LLM4SDR is a novel approach that leverages Large Language Models (LLMs) to fully automate the construction of open-source software defect repositories. It systematically addresses key challenges in repository construction through three main phases:
Data Preparation LLM4SDR uses LLMs to generate high-quality commit descriptions by synthesizing information from commit messages, issue reports, pull requests, and related comments. This ensures that commit messages are accurate and informative, even when the original messages are incomplete or ambiguous.
Defect Patch Identification To detect defect-related (bug-fixing) patches, LLM4SDR employs a Random Forest (RF) model that uses diverse features, including code diff metrics and analyses generated by LLMs and the static analysis tool Semgrep . Combining these sources improves precision and recall in patch detection.

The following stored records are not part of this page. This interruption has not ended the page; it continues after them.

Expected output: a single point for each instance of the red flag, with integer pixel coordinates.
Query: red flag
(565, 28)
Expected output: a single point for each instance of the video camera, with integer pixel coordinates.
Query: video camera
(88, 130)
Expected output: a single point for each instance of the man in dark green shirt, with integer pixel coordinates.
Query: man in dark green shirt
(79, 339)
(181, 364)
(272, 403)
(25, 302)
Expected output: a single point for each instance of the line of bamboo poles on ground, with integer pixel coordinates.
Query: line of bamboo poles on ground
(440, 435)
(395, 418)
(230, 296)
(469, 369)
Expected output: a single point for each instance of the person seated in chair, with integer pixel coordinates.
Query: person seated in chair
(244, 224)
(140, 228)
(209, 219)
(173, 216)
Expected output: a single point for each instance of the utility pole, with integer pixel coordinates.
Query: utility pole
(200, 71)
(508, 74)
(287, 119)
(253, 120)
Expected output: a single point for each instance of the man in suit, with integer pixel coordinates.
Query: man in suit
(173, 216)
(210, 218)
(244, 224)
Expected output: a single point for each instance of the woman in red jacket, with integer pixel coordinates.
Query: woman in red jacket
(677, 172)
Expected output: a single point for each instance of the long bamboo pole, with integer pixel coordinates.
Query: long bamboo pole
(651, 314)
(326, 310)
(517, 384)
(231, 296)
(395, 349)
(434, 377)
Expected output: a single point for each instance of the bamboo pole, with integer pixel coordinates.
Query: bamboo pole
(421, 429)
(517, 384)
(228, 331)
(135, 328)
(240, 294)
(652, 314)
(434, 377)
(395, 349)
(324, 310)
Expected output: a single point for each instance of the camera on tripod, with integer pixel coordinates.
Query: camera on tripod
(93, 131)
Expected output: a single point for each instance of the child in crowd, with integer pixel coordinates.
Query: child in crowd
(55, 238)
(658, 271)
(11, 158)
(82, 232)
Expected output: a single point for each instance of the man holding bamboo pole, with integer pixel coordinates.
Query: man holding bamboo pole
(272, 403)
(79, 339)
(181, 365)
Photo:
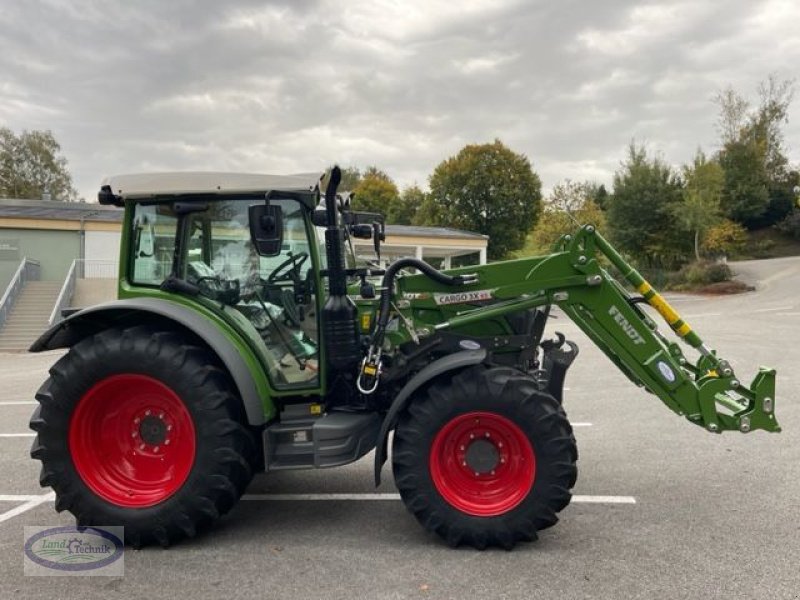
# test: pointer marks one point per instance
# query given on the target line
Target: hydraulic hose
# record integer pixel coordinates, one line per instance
(388, 285)
(371, 365)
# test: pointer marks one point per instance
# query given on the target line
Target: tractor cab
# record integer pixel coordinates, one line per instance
(251, 256)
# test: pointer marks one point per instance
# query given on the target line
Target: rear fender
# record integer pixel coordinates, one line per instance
(238, 359)
(451, 362)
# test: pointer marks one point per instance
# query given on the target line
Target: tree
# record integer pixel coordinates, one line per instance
(488, 189)
(411, 201)
(31, 167)
(641, 209)
(569, 205)
(702, 193)
(757, 190)
(376, 192)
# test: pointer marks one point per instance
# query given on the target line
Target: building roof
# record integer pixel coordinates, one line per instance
(92, 212)
(441, 232)
(61, 211)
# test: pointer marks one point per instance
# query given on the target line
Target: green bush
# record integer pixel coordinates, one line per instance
(700, 273)
(790, 225)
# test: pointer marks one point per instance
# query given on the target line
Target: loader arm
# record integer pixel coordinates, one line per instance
(706, 390)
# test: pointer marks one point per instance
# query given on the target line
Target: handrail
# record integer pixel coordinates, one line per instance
(65, 295)
(28, 270)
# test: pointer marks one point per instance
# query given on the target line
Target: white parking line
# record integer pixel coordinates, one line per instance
(773, 309)
(604, 499)
(369, 496)
(30, 504)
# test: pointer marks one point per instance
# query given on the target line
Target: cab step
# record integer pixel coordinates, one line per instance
(330, 440)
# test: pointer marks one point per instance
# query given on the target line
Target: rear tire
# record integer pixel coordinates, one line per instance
(136, 427)
(485, 458)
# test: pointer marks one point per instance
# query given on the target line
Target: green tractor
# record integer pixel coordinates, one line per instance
(245, 340)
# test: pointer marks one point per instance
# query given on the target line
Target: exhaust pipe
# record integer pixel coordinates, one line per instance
(339, 312)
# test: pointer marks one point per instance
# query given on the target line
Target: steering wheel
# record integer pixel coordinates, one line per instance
(290, 309)
(295, 261)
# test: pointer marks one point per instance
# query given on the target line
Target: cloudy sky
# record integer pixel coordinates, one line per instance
(295, 85)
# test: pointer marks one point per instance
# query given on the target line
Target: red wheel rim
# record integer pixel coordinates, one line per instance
(482, 464)
(132, 440)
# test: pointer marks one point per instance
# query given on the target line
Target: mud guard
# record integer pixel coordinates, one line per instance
(91, 320)
(459, 360)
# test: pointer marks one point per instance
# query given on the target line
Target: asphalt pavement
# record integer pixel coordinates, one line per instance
(681, 513)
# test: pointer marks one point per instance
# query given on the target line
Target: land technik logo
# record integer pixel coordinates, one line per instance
(70, 550)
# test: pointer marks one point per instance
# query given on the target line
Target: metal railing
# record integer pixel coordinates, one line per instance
(65, 295)
(94, 268)
(28, 270)
(81, 268)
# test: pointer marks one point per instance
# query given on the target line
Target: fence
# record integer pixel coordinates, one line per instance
(81, 268)
(28, 270)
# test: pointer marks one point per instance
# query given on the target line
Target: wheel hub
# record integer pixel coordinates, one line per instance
(153, 430)
(482, 456)
(132, 440)
(482, 463)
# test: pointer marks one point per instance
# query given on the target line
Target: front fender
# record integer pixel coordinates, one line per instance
(451, 362)
(238, 359)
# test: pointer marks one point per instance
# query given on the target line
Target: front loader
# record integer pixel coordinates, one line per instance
(246, 338)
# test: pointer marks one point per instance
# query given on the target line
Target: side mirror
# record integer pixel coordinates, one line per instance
(266, 229)
(145, 240)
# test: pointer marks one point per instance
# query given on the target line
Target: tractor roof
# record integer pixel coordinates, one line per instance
(152, 185)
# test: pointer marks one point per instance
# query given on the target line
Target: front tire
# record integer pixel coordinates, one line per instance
(138, 428)
(485, 458)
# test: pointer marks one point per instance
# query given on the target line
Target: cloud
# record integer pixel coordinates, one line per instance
(287, 86)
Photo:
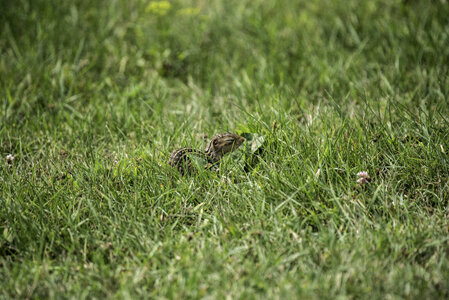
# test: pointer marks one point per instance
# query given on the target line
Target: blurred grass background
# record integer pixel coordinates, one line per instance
(96, 94)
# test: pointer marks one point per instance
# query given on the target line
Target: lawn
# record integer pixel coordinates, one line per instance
(95, 95)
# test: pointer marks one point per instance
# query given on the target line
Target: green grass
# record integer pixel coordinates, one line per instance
(94, 95)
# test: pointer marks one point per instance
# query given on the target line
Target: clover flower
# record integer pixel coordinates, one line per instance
(363, 177)
(10, 158)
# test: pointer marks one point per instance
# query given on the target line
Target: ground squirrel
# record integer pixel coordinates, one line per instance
(218, 146)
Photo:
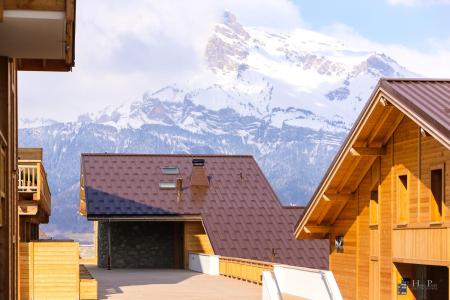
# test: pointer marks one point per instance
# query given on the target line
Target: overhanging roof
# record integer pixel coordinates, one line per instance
(40, 34)
(425, 101)
(240, 211)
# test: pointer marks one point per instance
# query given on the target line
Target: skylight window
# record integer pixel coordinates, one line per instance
(170, 170)
(167, 185)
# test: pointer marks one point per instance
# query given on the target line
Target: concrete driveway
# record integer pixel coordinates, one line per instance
(170, 284)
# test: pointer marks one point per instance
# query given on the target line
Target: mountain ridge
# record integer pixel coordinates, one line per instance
(288, 99)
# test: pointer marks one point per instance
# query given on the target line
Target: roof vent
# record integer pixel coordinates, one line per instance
(198, 176)
(198, 162)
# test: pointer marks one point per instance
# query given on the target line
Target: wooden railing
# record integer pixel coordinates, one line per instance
(51, 270)
(244, 269)
(33, 179)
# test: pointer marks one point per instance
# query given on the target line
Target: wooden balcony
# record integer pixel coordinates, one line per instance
(34, 193)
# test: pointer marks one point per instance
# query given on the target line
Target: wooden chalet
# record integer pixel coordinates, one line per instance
(384, 203)
(152, 210)
(34, 194)
(35, 35)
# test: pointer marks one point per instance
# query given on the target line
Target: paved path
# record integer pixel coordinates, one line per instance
(170, 284)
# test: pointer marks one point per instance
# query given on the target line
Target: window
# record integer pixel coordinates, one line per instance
(167, 185)
(170, 170)
(437, 191)
(374, 206)
(2, 184)
(402, 198)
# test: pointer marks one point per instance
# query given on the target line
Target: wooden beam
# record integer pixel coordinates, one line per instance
(324, 212)
(1, 11)
(311, 229)
(394, 126)
(380, 123)
(364, 169)
(368, 151)
(28, 208)
(384, 102)
(340, 206)
(349, 173)
(51, 5)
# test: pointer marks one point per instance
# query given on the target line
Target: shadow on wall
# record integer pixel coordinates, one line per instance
(113, 281)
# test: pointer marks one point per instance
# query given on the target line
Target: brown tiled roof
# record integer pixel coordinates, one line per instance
(240, 211)
(427, 101)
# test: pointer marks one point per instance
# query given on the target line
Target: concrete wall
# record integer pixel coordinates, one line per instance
(137, 244)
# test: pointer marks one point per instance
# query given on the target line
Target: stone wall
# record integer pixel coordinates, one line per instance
(137, 244)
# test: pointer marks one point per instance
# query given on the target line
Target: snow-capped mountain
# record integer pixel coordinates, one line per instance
(288, 98)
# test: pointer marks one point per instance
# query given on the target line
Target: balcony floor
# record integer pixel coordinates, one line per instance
(169, 284)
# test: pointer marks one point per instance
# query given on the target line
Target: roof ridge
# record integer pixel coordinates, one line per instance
(418, 79)
(166, 155)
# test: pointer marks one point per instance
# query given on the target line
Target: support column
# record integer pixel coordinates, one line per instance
(108, 260)
(8, 185)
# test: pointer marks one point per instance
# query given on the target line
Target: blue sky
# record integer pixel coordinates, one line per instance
(126, 48)
(410, 23)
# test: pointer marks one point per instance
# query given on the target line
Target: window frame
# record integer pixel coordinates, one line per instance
(435, 167)
(165, 170)
(167, 185)
(399, 219)
(374, 203)
(3, 181)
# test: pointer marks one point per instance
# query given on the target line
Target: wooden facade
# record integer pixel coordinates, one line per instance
(385, 208)
(8, 179)
(196, 240)
(34, 198)
(23, 54)
(52, 270)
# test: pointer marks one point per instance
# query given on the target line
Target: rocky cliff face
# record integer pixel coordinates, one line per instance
(288, 98)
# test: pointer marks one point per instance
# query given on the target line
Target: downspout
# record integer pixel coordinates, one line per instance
(108, 259)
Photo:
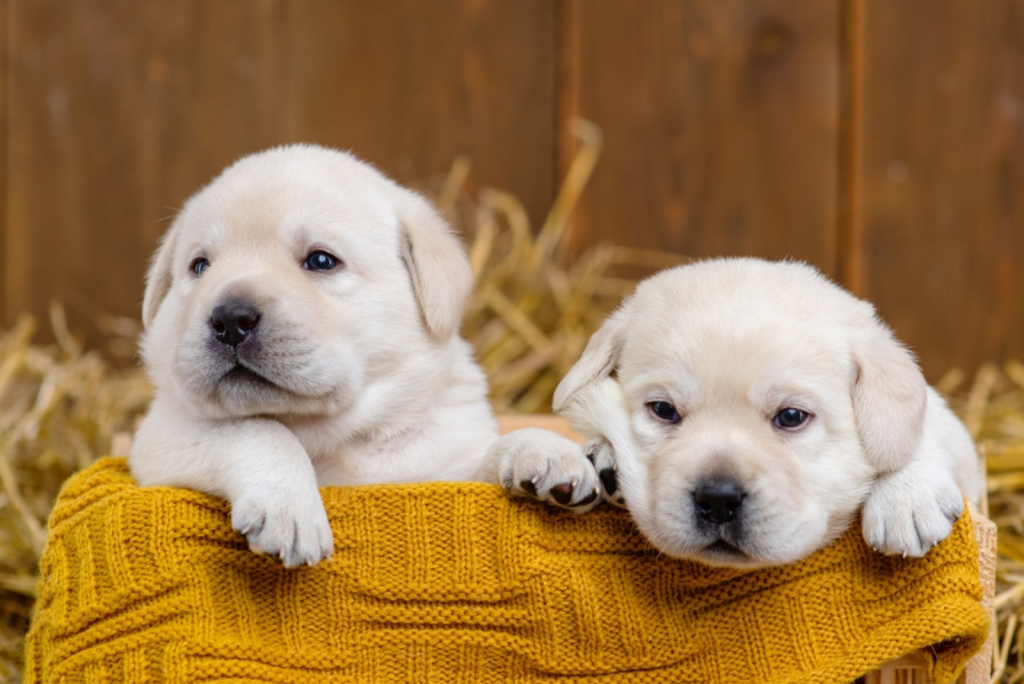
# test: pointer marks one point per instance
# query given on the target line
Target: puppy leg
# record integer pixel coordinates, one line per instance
(256, 464)
(910, 510)
(540, 464)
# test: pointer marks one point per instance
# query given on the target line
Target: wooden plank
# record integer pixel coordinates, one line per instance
(941, 176)
(720, 122)
(121, 110)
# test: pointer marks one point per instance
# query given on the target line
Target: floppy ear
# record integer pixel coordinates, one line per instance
(889, 397)
(598, 359)
(437, 264)
(159, 278)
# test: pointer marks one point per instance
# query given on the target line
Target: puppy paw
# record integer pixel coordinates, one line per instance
(542, 465)
(907, 513)
(293, 528)
(602, 457)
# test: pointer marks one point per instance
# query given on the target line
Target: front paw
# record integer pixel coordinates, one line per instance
(907, 513)
(602, 457)
(290, 526)
(542, 465)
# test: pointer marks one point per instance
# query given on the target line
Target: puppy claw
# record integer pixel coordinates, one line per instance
(292, 527)
(907, 513)
(562, 494)
(542, 465)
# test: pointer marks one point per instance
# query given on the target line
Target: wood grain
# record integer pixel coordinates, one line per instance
(941, 177)
(720, 122)
(121, 110)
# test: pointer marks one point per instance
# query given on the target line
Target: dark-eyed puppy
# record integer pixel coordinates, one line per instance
(752, 409)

Critical Variable Identification LLM4SDR identifies variables related to software defects by combining a patch-based technique with LLM-driven refinement. The LLM filters and augments candidate variables to produce a final set of critical variables that directly contribute to defect introduction and repair.
run_llm_message.py: Leverages LLMs to integrate information from multiple sources and generate detailed commit descriptions.
llm_analyzer.py: Analyzing commits using a large model.
train.py: Train a classifier model.
keyvar_extractor_llm.py: Using large models to assist in extracting key variables.